Over the last few weeks, the vapor industry plaintiffs and a number of supporters have filed briefs in an appeal of a decision upholding the FDA’s Deeming Regulations. On July 21, 2017, a federal district court rejected the industry plaintiffs’ challenge, and the case is now on appeal to the U.S. Court of Appeals for the D.C. Circuit.
In the plaintiffs’/appellants’ brief filed on February 12, Nicopure Labs and the Right to be Smoke-Free Coalition focus on the First Amendment free speech implications of the Tobacco Control Act’s Modified Risk Tobacco Product (“MRTP”) requirements and the FDA’s ban on free samples of electronic nicotine delivery systems (“ENDS”). The brief argues that the MRTP requirement violates the First Amendment because it prohibits truthful, non-misleading statements (for example, that ENDS do not produce smoke) without the FDA’s advance permission. The brief argues that the sampling ban violates the First Amendment by prohibiting expressive activity that allows consumers to make purchasing decisions.
The plaintiffs/appellants also argue that the FDA should have implemented a different premarket review regime for ENDS. The gist of the argument is that the Premarket Tobacco Application (“PMTA”) requirement for ENDS is irrational as compared to parallel requirements for cigarettes, where many products are exempt from premarket review requirements and other products can take advantage of the less onerous substantial equivalence pathway.

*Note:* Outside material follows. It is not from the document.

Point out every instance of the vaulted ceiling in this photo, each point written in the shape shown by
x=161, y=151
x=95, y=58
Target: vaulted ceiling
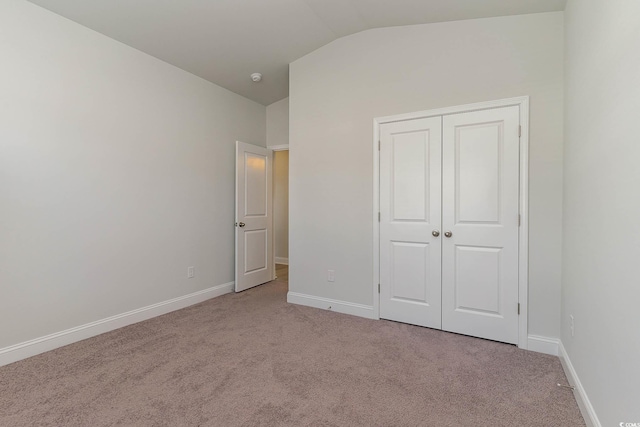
x=224, y=41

On February 20, several organizations and individuals filed amicus curiae briefs supporting the plaintiffs/appellants. Troutman Sanders represented a group of public health advocates and tobacco policy authorities, led by Clive Bates, in their amicus brief. The brief argues that, in fashioning the deeming regulations, the FDA failed to consider unintended consequences, including that over-regulation of ENDS will discourage consumers from switching to less risky alternatives.

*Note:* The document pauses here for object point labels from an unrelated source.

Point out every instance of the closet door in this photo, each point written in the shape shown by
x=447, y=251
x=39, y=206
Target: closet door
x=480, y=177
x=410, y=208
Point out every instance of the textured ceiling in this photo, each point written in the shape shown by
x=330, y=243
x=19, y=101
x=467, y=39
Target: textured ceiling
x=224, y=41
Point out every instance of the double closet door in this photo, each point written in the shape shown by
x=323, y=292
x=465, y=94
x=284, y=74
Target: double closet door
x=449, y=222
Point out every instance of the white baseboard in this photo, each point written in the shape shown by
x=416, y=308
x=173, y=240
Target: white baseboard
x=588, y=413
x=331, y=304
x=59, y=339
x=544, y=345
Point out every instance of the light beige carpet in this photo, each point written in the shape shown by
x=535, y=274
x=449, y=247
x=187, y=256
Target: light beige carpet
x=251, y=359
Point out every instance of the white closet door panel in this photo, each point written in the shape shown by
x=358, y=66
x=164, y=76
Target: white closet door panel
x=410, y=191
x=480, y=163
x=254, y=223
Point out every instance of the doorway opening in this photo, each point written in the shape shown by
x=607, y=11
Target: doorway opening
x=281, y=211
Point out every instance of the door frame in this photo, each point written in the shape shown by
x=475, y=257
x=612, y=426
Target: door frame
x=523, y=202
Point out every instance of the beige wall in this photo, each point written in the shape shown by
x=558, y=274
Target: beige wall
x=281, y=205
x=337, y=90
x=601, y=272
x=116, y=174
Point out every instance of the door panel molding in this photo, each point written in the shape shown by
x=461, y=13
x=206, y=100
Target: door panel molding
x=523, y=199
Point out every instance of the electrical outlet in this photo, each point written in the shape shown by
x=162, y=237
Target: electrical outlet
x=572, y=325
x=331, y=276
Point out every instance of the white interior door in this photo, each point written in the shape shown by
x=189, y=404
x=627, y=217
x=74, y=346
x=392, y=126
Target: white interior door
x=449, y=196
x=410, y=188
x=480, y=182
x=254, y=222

A number of other amicus curiae, including the State of Iowa (led by Attorney General Tom Miller, an advocate for reasonable ENDS regulations), NJOY (an ENDS company), the Consumer Advocates for Smoke-Free Alternatives Association (“CASAA”) (an ENDS consumer advocacy organization) and the Washington Legal Foundation, also filed supporting briefs. The focus of these briefs is on the First Amendment issues raised by the plaintiffs pertaining to the MRTP provisions and the sampling ban. The State of Iowa asserted its interest in protecting the health of Iowa smokers, and faulted the FDA’s MRTP process for preventing product suppliers from marketing their products as safer alternatives to cigarettes. The State argued that ENDS companies should presumptively be permitted to say the following on their packaging: “THIS PRODUCT IS LESS HARMFUL THAN CIGARETTES BUT NOT AS SAFE AS NOT SMOKING OR VAPING AT ALL.” CASAA’s brief discussed the importance of sampling and flavors for consumers to receive information about ENDS and to transition to vaping.